I tried to walk. I really did. But the pain in my stomach was like a hot iron twisting inside me.
I stopped near the kitchen island, gripping the granite countertop to keep from collapsing.
“I said move!” Sylvia yelled from behind me.
She had followed me into the kitchen. Her face was twisted into a mask of pure, ugly rage. She couldn’t stand disobedience. She couldn’t stand that I had challenged her authority by trying to sit.
“I can’t,” I wheezed. “Sylvia, please… call a doctor.”
“You lazy, lying little brat!” Sylvia screamed. “Always sick! Always tired! You are pathetic!”
She lunged at me.
She placed both hands on my chest—right over my heart—and shoved.
It wasn’t a gentle push. It was a violent, forceful shove fueled by years of bitterness and cruelty.
I was off balance. My swollen feet slipped on the tile floor.
I fell backward.
Time seemed to slow down. I saw the ceiling lights spinning. I saw Sylvia’s sneering face receding.
My lower back smashed into the sharp edge of the granite island counter.
CRACK.

It wasn’t the sound of bone. It was the sound of impact, deep and dull.
I hit the floor hard. My head bounced off the tile.
For a second, there was only shock. Then, the pain arrived. It wasn’t in my back. It was in my womb.
It felt like something had torn.
“Ahhh!” I screamed, curling into a ball.
“Get up!” Sylvia yelled, standing over me. “Stop acting! You didn’t even hit your head!”
Then, I felt it.
Warmth. Wetness. Soaking through my underwear. Spreading down my thighs.
I looked down.
Against the pristine white tiles of Sylvia’s kitchen floor, a pool of bright, crimson red was expanding rapidly.
“The baby…” I whispered. The horror was absolute. It choked me.
David ran into the kitchen, followed by Mark.
“What happened?” David asked, looking annoyed. “I heard a crash.”
“She slipped,” Sylvia lied instantly. “Clumsy girl. Look at this mess! She’s bleeding on my grout!”
David looked at the blood. He didn’t drop to his knees. He didn’t scream for help.
He frowned.
“Jesus, Anna,” David groaned. “Can’t you do anything without drama? Mark, sorry about this. She’s… she’s having a moment.”
Mark looked pale. “David, that’s a lot of blood. Maybe we should call 911.”
“No!” David snapped. “No ambulances. The neighbors will talk. I just made partner track; I don’t need a domestic incident report.”
He looked at me. “Get up, Anna. Clean this up. Then we’ll go to the urgent care if you’re still bleeding.”
“Urgent care?” I choked out. “David… I’m losing the baby.

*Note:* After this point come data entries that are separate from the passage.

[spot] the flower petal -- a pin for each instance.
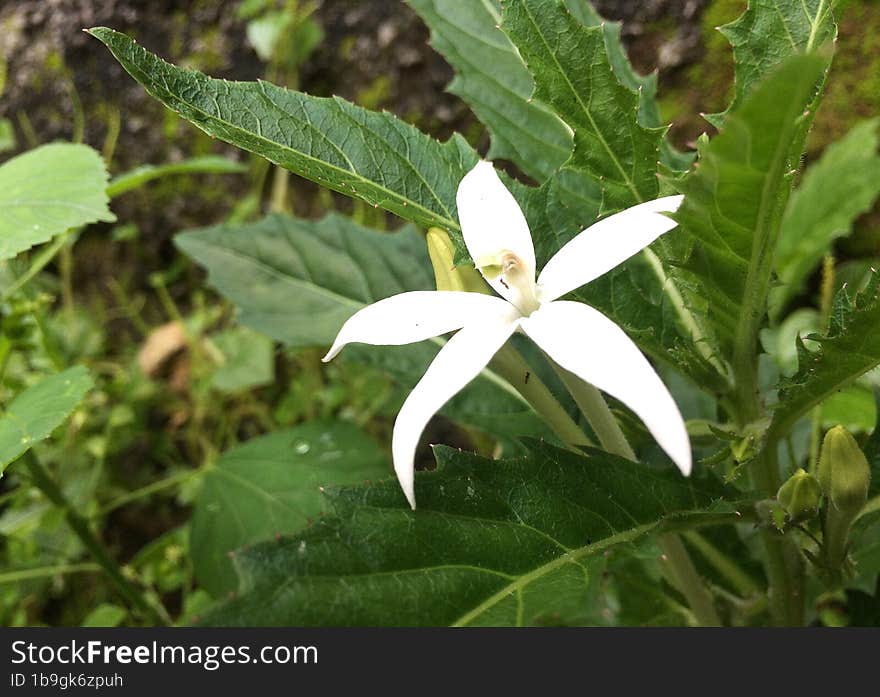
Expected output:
(585, 342)
(604, 245)
(492, 222)
(415, 316)
(458, 362)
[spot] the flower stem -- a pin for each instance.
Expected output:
(684, 576)
(593, 405)
(681, 569)
(511, 366)
(80, 526)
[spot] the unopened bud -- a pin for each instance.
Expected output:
(447, 275)
(843, 471)
(800, 496)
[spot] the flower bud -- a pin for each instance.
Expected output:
(447, 275)
(800, 496)
(843, 471)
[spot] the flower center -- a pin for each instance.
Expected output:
(516, 278)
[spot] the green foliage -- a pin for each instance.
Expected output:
(850, 349)
(491, 78)
(272, 485)
(39, 410)
(733, 207)
(209, 164)
(768, 33)
(47, 191)
(372, 156)
(297, 281)
(246, 360)
(840, 186)
(492, 543)
(569, 63)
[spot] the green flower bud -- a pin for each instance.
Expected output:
(447, 275)
(800, 496)
(843, 471)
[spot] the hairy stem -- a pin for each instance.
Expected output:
(675, 557)
(510, 365)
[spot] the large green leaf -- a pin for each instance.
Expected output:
(768, 33)
(840, 186)
(39, 410)
(47, 191)
(297, 281)
(369, 155)
(850, 349)
(492, 543)
(272, 485)
(491, 78)
(573, 76)
(733, 207)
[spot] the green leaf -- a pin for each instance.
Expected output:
(733, 207)
(47, 191)
(7, 136)
(297, 281)
(850, 349)
(39, 410)
(209, 164)
(272, 485)
(368, 155)
(492, 543)
(839, 187)
(768, 33)
(573, 76)
(492, 79)
(105, 615)
(247, 360)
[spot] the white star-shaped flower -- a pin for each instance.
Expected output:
(576, 336)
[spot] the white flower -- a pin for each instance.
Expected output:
(577, 337)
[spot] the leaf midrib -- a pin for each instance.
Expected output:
(144, 80)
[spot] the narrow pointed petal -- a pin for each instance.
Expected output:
(604, 245)
(458, 362)
(492, 223)
(585, 342)
(414, 316)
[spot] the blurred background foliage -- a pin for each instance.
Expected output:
(178, 382)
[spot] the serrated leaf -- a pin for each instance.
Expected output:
(733, 207)
(492, 543)
(491, 78)
(840, 186)
(297, 281)
(767, 34)
(209, 164)
(574, 77)
(368, 155)
(46, 191)
(39, 410)
(271, 485)
(851, 348)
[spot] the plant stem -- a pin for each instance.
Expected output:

Call 911!”
“I said get up!” David shouted.
He grabbed my arm and yanked me.
Another gush of blood. The pain was blinding now.

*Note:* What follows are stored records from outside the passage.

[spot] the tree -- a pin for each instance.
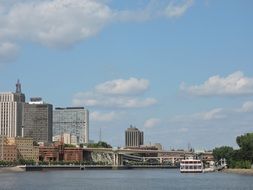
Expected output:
(245, 142)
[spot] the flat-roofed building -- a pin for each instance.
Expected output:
(133, 137)
(11, 112)
(73, 154)
(25, 148)
(7, 152)
(38, 120)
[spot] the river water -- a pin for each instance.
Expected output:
(143, 179)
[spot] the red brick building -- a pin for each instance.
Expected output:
(73, 154)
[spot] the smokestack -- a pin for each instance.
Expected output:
(22, 131)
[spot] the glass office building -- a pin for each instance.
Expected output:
(73, 121)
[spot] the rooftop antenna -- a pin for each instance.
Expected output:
(18, 87)
(100, 135)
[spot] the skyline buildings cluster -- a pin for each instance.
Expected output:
(37, 119)
(180, 70)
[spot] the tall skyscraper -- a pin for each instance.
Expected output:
(38, 120)
(11, 112)
(133, 137)
(72, 120)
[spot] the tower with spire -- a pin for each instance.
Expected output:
(19, 94)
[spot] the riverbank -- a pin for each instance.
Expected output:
(239, 171)
(11, 169)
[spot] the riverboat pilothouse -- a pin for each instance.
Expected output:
(191, 165)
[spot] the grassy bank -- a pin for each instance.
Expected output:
(240, 171)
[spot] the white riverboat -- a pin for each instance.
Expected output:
(191, 166)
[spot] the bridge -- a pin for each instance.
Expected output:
(117, 155)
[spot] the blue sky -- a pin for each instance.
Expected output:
(180, 70)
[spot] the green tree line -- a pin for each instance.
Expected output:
(237, 158)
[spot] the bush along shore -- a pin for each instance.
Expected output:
(239, 159)
(239, 171)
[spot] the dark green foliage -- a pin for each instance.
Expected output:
(241, 158)
(100, 144)
(245, 142)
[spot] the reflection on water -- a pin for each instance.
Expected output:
(145, 179)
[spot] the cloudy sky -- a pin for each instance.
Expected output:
(180, 70)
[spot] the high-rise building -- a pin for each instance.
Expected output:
(72, 120)
(38, 120)
(11, 112)
(133, 137)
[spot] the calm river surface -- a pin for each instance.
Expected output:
(144, 179)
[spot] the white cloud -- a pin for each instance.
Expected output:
(121, 86)
(62, 23)
(214, 114)
(152, 122)
(235, 84)
(56, 23)
(104, 117)
(176, 10)
(98, 100)
(247, 107)
(118, 97)
(8, 52)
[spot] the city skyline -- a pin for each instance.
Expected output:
(181, 71)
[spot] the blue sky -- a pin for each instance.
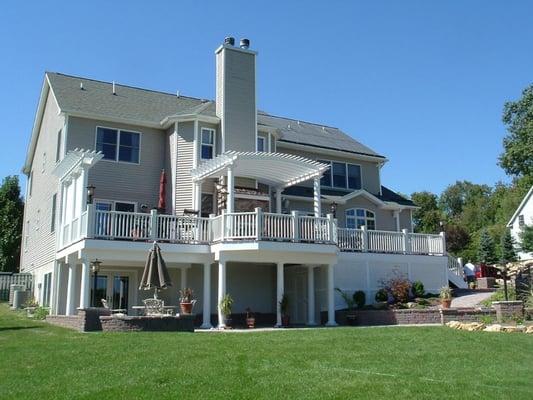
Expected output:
(421, 82)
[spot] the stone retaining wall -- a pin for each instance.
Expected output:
(114, 323)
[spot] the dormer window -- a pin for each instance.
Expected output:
(118, 145)
(261, 144)
(208, 143)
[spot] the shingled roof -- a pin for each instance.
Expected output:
(150, 107)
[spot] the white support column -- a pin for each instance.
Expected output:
(280, 291)
(278, 200)
(183, 278)
(85, 291)
(316, 198)
(396, 215)
(331, 296)
(206, 318)
(198, 197)
(221, 290)
(311, 295)
(230, 201)
(71, 287)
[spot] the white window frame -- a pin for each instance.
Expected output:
(356, 217)
(119, 130)
(114, 202)
(202, 144)
(330, 162)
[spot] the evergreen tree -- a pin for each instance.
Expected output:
(508, 253)
(11, 216)
(486, 249)
(526, 239)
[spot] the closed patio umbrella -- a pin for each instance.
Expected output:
(155, 274)
(161, 204)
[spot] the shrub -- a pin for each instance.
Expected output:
(359, 298)
(418, 289)
(382, 295)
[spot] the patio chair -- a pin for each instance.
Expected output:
(113, 310)
(154, 306)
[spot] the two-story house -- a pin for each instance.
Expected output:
(255, 205)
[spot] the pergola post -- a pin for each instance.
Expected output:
(71, 287)
(280, 291)
(230, 203)
(278, 200)
(331, 297)
(221, 291)
(206, 317)
(197, 206)
(311, 295)
(316, 197)
(85, 279)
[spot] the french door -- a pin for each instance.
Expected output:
(111, 286)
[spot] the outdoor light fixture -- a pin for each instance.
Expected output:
(334, 209)
(90, 194)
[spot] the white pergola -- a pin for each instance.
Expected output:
(275, 169)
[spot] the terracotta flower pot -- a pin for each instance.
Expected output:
(446, 303)
(186, 308)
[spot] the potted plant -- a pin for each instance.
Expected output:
(350, 305)
(225, 308)
(250, 319)
(284, 309)
(446, 296)
(187, 300)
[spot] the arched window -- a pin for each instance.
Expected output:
(357, 217)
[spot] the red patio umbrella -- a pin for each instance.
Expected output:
(161, 205)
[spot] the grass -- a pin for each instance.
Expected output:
(46, 362)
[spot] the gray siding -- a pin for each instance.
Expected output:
(369, 170)
(38, 209)
(184, 166)
(236, 98)
(117, 180)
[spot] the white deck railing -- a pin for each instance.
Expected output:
(244, 226)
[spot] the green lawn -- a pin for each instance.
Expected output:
(39, 361)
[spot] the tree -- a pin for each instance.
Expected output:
(487, 255)
(508, 253)
(457, 238)
(11, 216)
(526, 239)
(517, 157)
(426, 219)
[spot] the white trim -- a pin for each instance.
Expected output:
(214, 145)
(356, 217)
(119, 132)
(520, 207)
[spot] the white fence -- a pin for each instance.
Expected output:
(244, 226)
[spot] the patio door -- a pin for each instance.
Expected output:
(114, 287)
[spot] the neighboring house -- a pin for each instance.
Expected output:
(522, 216)
(249, 201)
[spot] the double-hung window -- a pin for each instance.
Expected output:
(118, 145)
(261, 144)
(358, 217)
(208, 143)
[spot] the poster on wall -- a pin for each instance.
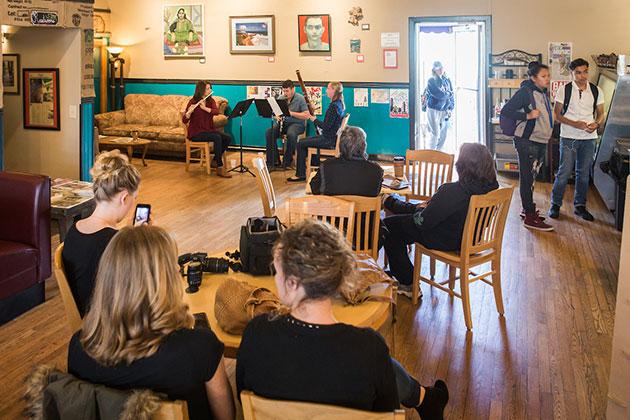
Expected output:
(315, 95)
(380, 96)
(183, 31)
(314, 33)
(252, 35)
(360, 97)
(41, 99)
(559, 59)
(399, 103)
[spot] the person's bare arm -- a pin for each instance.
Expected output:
(219, 394)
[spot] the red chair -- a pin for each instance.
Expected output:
(25, 259)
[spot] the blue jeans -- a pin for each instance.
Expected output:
(578, 154)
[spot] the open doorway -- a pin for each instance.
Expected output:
(453, 48)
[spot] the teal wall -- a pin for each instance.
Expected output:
(385, 135)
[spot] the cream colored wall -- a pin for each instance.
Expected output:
(593, 27)
(53, 153)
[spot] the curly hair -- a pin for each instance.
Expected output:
(316, 255)
(138, 297)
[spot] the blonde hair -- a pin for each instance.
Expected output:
(113, 173)
(138, 297)
(316, 255)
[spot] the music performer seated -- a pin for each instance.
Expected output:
(292, 126)
(328, 139)
(201, 126)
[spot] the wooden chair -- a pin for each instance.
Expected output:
(259, 408)
(72, 312)
(325, 152)
(367, 221)
(337, 212)
(265, 186)
(481, 242)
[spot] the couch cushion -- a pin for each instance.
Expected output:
(18, 265)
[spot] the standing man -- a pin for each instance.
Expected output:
(440, 104)
(580, 110)
(292, 126)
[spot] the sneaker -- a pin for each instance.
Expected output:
(533, 222)
(583, 213)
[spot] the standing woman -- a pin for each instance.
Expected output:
(201, 126)
(329, 127)
(531, 108)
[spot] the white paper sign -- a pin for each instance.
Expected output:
(390, 39)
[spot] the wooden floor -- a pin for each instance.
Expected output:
(548, 358)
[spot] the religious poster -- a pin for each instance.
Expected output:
(315, 95)
(183, 31)
(399, 103)
(380, 96)
(360, 97)
(559, 60)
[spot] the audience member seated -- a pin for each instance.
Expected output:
(306, 354)
(138, 331)
(115, 187)
(438, 223)
(351, 173)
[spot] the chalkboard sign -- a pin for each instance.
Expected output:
(44, 18)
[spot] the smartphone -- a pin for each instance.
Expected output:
(142, 214)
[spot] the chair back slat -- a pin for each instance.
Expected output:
(265, 187)
(485, 221)
(426, 171)
(332, 210)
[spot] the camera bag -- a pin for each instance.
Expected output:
(257, 239)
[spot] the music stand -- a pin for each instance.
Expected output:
(264, 110)
(239, 110)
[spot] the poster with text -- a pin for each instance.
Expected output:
(559, 60)
(360, 97)
(399, 103)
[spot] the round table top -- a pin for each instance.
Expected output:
(371, 314)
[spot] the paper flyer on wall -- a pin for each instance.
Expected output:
(380, 96)
(360, 97)
(559, 59)
(399, 103)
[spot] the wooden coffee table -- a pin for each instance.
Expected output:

I realized then, with a clarity that cut through the agony, that he didn’t care. He didn’t love me. He didn’t love our child. He loved his image. He loved his control.
I wasn’t a person to him. I was a prop.
And my prop was broken.
I reached into my apron pocket with a trembling hand. My phone. I needed my phone.

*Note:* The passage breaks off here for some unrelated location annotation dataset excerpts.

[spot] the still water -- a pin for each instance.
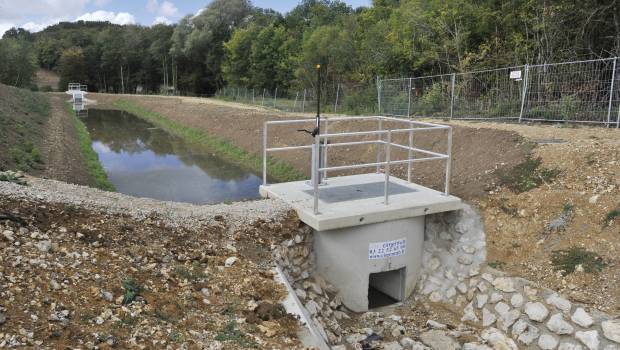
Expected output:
(144, 161)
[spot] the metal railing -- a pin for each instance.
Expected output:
(383, 145)
(578, 92)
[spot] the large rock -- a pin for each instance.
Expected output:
(590, 339)
(439, 340)
(582, 318)
(536, 311)
(558, 326)
(611, 330)
(547, 342)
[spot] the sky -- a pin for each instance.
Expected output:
(35, 15)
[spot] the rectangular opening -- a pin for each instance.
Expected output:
(386, 288)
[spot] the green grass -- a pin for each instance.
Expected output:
(528, 175)
(567, 260)
(91, 159)
(277, 169)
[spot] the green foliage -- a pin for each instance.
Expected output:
(528, 175)
(567, 260)
(91, 159)
(233, 334)
(132, 289)
(277, 169)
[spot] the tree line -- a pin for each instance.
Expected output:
(232, 42)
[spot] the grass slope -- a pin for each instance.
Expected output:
(91, 159)
(277, 170)
(23, 114)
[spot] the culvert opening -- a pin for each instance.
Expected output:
(386, 288)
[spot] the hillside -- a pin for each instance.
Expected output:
(23, 115)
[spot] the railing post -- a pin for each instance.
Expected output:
(386, 186)
(452, 96)
(611, 92)
(265, 154)
(315, 173)
(409, 100)
(410, 154)
(524, 90)
(324, 157)
(379, 145)
(303, 104)
(448, 163)
(337, 96)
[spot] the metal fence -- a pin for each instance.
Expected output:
(340, 98)
(580, 92)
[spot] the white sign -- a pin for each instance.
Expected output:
(515, 74)
(382, 250)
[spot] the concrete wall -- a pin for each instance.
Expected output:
(342, 257)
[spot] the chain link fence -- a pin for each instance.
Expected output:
(580, 92)
(339, 99)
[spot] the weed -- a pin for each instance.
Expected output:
(567, 260)
(611, 216)
(91, 158)
(528, 175)
(132, 289)
(279, 170)
(231, 333)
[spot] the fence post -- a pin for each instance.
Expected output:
(524, 90)
(409, 100)
(611, 92)
(337, 96)
(379, 94)
(452, 96)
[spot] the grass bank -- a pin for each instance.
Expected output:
(91, 159)
(277, 169)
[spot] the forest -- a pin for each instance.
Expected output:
(233, 43)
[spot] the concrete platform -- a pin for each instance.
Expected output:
(356, 200)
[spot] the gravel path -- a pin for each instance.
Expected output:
(176, 214)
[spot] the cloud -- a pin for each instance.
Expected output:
(163, 9)
(162, 20)
(121, 18)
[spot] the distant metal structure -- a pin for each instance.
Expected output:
(577, 92)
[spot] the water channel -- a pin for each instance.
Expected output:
(144, 161)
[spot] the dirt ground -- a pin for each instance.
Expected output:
(518, 243)
(72, 278)
(64, 161)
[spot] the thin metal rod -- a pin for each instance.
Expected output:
(524, 92)
(409, 156)
(315, 175)
(265, 154)
(386, 188)
(378, 170)
(448, 163)
(325, 148)
(611, 92)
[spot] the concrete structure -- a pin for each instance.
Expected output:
(363, 245)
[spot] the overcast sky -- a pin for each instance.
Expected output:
(35, 15)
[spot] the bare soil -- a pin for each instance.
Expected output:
(75, 293)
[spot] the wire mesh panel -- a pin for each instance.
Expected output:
(490, 94)
(573, 91)
(431, 96)
(394, 97)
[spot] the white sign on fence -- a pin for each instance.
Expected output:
(389, 249)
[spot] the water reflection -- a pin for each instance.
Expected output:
(145, 161)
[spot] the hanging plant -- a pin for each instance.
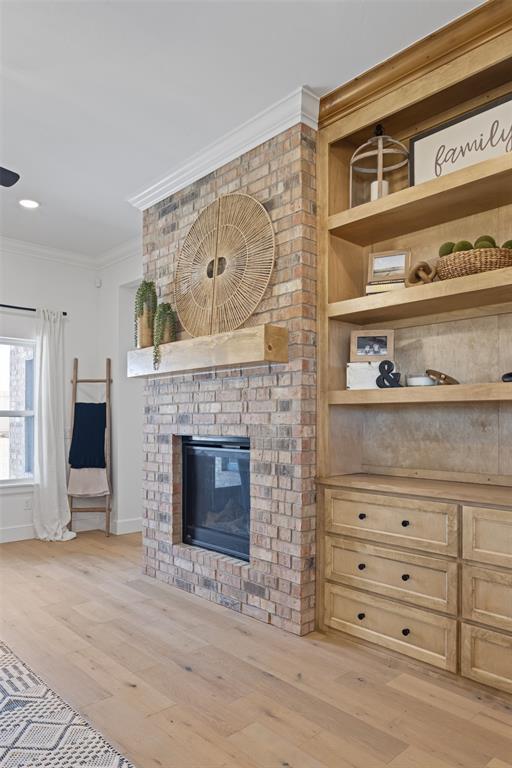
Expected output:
(145, 308)
(164, 330)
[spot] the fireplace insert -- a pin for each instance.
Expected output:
(216, 494)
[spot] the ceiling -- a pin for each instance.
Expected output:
(100, 99)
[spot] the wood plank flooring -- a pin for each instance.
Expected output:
(176, 682)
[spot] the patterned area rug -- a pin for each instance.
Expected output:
(39, 730)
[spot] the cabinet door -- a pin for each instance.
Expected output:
(487, 535)
(413, 523)
(410, 631)
(424, 581)
(487, 657)
(487, 596)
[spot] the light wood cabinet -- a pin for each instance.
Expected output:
(487, 535)
(411, 631)
(487, 596)
(486, 656)
(423, 581)
(417, 524)
(417, 482)
(391, 589)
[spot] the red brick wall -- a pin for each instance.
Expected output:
(273, 405)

“I’m calling the police,” I sobbed.
David saw the screen light up. His eyes went black.
“Give me that!”
He snatched the phone from my hand. He didn’t just take it. He threw it.
He hurled it across the kitchen. It hit the far wall with a sickening crunch and shattered into plastic shards.
“You aren’t calling anyone,” David hissed, looming over me. “You are going to shut up. You are going to stop bleeding. And you are going to apologize to my mother for ruining Christmas.”